If you would like to enhance your skills, meet other writers, get some professional advice or simply surround yourself with all things literary, think very seriously about attending the Chuckanut Writers Conference, which is back for its 7th year. The event will be held June 23-24 at Whatcom Community College’s Syre Center.
This collaboration between Whatcom Community College and Village Books continues its mission to inspire writers of all levels and genres. Paul Hanson, co-owner of Village Books, refers to the event as a, “craft-centered conference,” intended, “for writers to come out of their caves and make connections.” In addition to workshopping with peers, participants will benefit from the advice of an impressive lineup of established writers including Washington State Poet Laureate, Tod Marshall, and New York Times best-selling author, Jonathan Evison.
According to Hanson, what started as an extension of Whatcom Community College’s continuing education program has become, “very much a Bellingham entity.” The entire Bellingham community gets involved in hosting this popular, yearly mainstay from the resident students and authors directly involved in the literary details to the restaurants and hotels providing support for guests in town for the event.
There are several aspects of the conference, both expected and unexpected, that attract writers. “What initially draws people to the conference is [a chance] to hone their craft,” says Hanson. But while the focus is, “to get some tools for their toolbox,” as he puts it, attendees have much more to gain.

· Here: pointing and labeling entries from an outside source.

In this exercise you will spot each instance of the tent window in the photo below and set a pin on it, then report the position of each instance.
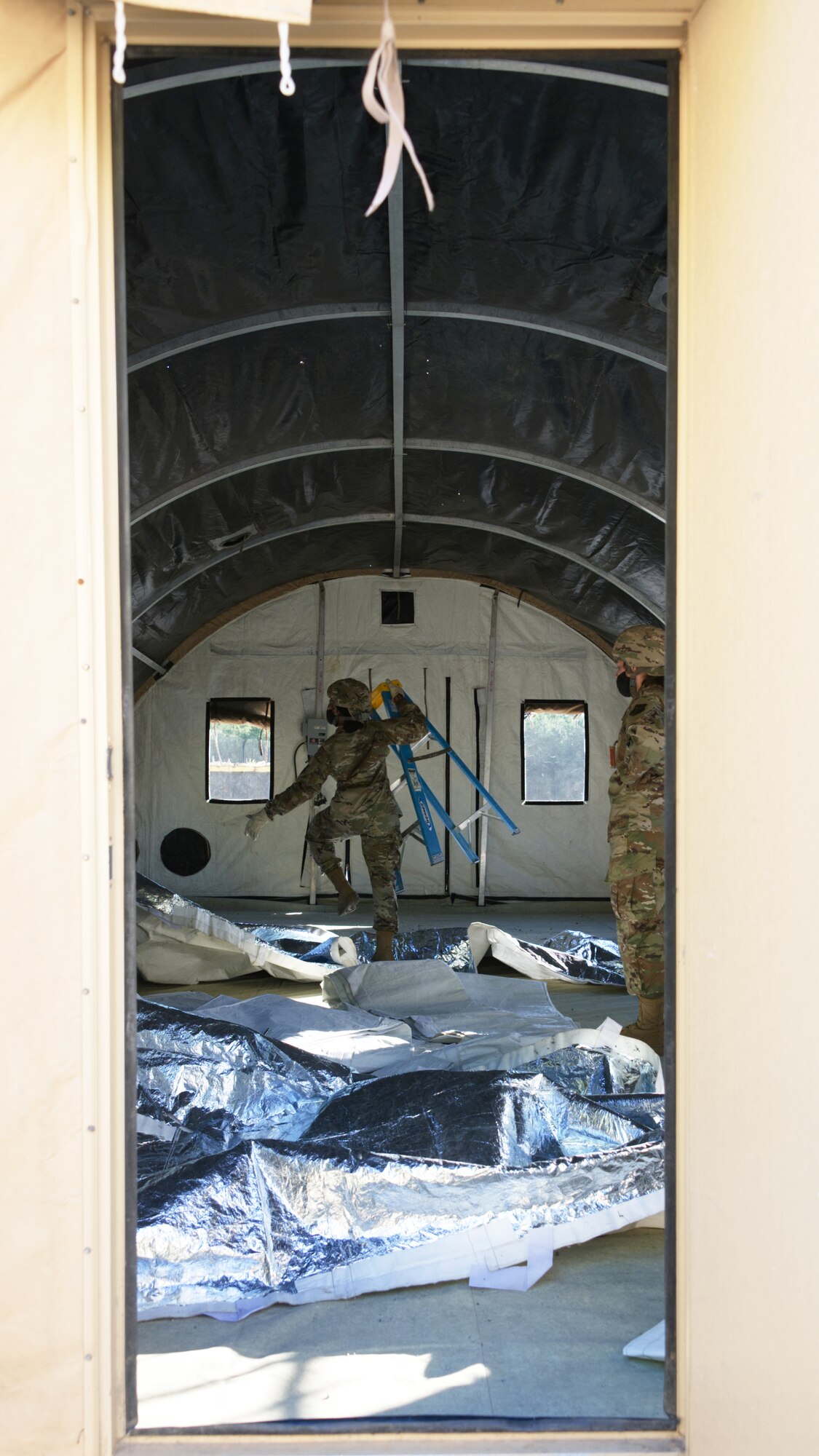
(554, 752)
(397, 609)
(240, 751)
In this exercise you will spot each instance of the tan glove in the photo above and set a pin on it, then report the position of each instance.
(256, 825)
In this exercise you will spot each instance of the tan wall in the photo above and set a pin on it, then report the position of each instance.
(748, 781)
(41, 1230)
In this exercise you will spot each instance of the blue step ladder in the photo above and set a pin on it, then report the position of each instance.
(424, 802)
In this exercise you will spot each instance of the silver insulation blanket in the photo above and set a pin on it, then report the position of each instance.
(270, 1179)
(225, 1083)
(569, 956)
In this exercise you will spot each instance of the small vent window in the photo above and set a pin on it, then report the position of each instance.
(397, 609)
(240, 751)
(554, 751)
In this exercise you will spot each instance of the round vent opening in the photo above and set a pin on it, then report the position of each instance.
(184, 852)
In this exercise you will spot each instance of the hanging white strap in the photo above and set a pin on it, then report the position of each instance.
(120, 43)
(385, 74)
(286, 85)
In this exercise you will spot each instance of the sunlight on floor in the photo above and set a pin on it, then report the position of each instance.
(221, 1387)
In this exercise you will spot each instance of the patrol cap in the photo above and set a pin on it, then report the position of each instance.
(352, 695)
(641, 649)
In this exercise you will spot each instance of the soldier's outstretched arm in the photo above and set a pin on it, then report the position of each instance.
(410, 726)
(305, 787)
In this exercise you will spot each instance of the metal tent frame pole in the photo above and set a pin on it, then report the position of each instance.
(484, 819)
(395, 216)
(320, 714)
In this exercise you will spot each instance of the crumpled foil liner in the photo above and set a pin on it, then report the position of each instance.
(226, 1083)
(301, 1174)
(424, 944)
(599, 962)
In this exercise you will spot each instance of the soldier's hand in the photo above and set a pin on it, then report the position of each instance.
(256, 825)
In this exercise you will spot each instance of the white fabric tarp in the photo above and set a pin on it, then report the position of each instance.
(190, 944)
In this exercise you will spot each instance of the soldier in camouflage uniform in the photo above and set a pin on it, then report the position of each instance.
(356, 758)
(636, 826)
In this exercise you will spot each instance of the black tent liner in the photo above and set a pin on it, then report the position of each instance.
(263, 372)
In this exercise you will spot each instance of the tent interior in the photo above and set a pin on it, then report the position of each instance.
(424, 446)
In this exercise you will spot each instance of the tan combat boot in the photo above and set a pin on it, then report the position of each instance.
(650, 1024)
(347, 898)
(385, 947)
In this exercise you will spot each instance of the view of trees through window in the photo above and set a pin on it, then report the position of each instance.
(555, 752)
(240, 736)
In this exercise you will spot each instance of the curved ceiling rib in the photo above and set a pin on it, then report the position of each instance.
(529, 541)
(256, 462)
(323, 314)
(256, 324)
(311, 63)
(451, 446)
(573, 472)
(387, 518)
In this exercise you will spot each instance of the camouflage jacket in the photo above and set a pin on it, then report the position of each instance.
(357, 762)
(637, 784)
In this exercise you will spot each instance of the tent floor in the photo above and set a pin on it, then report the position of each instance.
(440, 1350)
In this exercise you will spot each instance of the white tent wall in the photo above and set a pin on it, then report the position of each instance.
(272, 653)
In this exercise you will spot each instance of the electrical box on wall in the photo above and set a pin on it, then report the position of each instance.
(315, 733)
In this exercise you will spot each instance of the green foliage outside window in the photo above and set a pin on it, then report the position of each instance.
(555, 751)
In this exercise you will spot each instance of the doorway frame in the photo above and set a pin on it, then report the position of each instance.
(110, 1058)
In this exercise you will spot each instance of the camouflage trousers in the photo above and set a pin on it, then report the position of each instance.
(638, 905)
(381, 851)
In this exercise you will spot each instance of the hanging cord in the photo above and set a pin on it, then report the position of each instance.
(385, 74)
(288, 85)
(120, 43)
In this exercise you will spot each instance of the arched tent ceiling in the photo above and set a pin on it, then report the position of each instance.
(273, 331)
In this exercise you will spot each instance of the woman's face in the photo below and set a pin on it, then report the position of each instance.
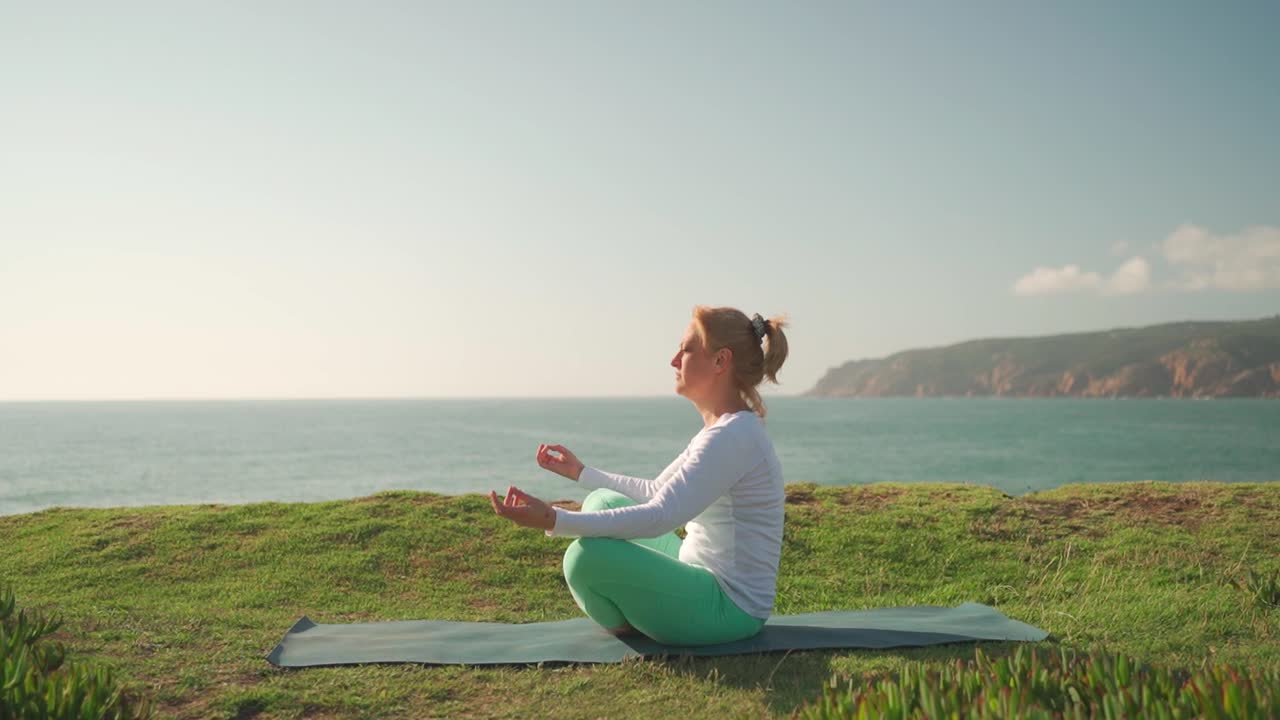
(695, 368)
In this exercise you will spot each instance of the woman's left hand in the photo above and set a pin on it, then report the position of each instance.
(524, 509)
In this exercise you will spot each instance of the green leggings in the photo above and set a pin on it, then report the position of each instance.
(644, 583)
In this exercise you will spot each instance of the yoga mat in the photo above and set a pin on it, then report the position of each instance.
(446, 642)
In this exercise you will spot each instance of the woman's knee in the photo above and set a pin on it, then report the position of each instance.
(586, 556)
(604, 499)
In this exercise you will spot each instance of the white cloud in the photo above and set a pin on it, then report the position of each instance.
(1047, 281)
(1249, 260)
(1196, 258)
(1130, 278)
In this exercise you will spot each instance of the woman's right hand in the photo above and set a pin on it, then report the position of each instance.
(567, 464)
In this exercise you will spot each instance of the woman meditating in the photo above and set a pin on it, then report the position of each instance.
(629, 570)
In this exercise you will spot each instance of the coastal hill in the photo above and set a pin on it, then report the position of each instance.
(1210, 359)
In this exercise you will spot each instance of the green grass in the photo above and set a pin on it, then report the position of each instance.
(183, 602)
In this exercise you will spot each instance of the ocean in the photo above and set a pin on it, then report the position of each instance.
(179, 452)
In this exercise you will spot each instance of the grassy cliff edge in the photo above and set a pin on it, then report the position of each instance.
(186, 601)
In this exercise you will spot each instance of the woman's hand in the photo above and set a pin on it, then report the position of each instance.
(524, 509)
(567, 464)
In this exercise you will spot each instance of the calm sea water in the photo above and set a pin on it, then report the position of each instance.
(109, 454)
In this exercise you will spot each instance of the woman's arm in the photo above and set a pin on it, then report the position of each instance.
(709, 468)
(636, 488)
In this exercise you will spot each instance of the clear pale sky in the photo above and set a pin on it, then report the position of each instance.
(528, 199)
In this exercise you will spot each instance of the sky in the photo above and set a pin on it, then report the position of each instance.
(208, 200)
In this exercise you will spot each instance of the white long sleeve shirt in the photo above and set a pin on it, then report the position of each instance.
(726, 488)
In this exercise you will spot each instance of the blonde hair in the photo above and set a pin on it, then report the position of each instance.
(753, 364)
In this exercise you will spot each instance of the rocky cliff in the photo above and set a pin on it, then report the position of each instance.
(1230, 359)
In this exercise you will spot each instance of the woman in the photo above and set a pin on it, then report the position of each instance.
(629, 570)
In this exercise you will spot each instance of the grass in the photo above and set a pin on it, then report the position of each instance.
(183, 602)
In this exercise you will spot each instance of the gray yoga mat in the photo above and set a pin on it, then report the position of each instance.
(446, 642)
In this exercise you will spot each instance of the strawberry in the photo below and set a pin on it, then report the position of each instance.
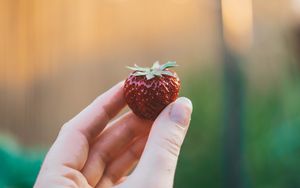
(148, 91)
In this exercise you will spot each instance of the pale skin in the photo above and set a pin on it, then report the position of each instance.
(91, 150)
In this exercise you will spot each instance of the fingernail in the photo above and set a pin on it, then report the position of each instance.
(181, 111)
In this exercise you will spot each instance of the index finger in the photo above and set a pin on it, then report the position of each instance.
(93, 119)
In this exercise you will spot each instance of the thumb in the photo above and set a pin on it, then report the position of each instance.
(158, 162)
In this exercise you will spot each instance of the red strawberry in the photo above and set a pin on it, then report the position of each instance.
(149, 90)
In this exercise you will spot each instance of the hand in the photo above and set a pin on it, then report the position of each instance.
(91, 151)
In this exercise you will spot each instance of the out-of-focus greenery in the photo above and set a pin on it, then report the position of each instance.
(19, 167)
(271, 137)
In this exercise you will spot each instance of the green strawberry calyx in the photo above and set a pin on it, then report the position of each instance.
(156, 70)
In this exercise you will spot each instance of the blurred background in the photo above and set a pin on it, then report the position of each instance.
(239, 63)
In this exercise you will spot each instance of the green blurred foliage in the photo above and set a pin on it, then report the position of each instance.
(271, 138)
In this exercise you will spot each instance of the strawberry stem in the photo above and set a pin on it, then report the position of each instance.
(155, 70)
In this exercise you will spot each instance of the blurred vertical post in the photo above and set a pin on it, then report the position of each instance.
(235, 23)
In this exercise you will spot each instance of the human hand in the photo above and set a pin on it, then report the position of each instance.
(91, 151)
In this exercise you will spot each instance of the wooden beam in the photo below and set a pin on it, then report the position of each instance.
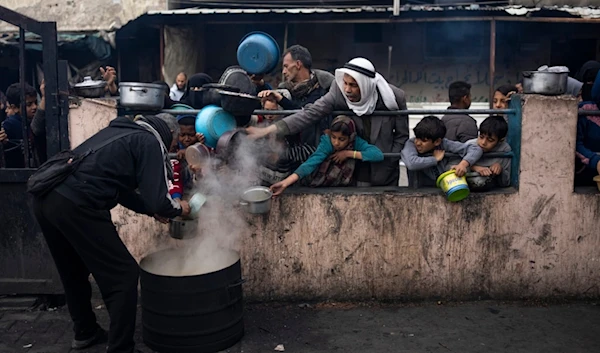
(19, 20)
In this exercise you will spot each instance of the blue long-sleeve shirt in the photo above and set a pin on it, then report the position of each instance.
(369, 153)
(588, 131)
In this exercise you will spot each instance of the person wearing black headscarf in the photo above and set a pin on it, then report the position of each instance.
(131, 170)
(195, 82)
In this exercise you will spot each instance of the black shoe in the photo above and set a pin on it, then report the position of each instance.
(99, 337)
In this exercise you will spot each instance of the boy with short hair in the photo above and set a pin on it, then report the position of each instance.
(492, 138)
(13, 129)
(187, 137)
(460, 127)
(429, 137)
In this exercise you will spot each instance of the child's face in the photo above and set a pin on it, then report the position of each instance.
(270, 105)
(500, 100)
(187, 135)
(339, 140)
(31, 106)
(426, 145)
(486, 142)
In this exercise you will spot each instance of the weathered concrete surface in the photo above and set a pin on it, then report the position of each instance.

Perhaps most exciting is the access to the conference instructors. “The faculty are right there with everybody,” Hanson explains. This inclusive, comfortable atmosphere is a point of pride for Hanson and the other conference organizers, which they believe allows for the possibility of “magical connections.” You may find yourself eating lunch next to an author you have long admired. An introduction may turn into a chat, then perhaps even a conversation. Maybe you’ll get some stellar advice or an idea will hit you. Magic.
Each day of the conference will offer plenary sessions followed by concentrated breakout sessions. The renowned faculty has devised myriad topics to pick and choose from. Jonathan Evison will discuss Elements of Plot and Kathleen Dean Moore will explore Moral Dilemmas as Narrative. You may want guidance on a daily writing routine with Susan Colleen Brown or how to involve social media in your craft with Ijeoma Oluo. These are just a few examples of the vast agenda. There really is something for everyone.
In addition to sharpening poetry and prose skills, writers will have an opportunity to pitch ideas to literary agents. Agents on hand include Sean Fletcher (Andrea Hurst and Associates) and Andy Ross (Andy Ross Literary Agency) who will provide insight into what genres they look for and help familiarize writers with the pitch process. The first breakout session of the conference will also include an Agent and Marketing Panel Discussion and Q&A featuring agents, an editor and a marketing consultant. If you know you want to pitch, be forewarned—you must sign up for pitch sessions before June 15. And be prepared. You will have only one shot per agent, time allowing.
Preconference events will begin the afternoon of Thursday, June 22 with comprehensive Master Classes featuring Priscilla Long and Tod Marshall and will extend into the evening with a special Chuckanut Radio Hour featuring conference faculty alumna Claire Dederer, author of the recently released “Love and Trouble.” Friday, the first official day of the conference, will culminate with a reception, faculty reading and book signing. And the entire conference weekend will end with open mic opportunities at various Fairhaven locations Saturday evening.
Bring your finished pieces and rough drafts, ideas and an open mind. All writers are welcome.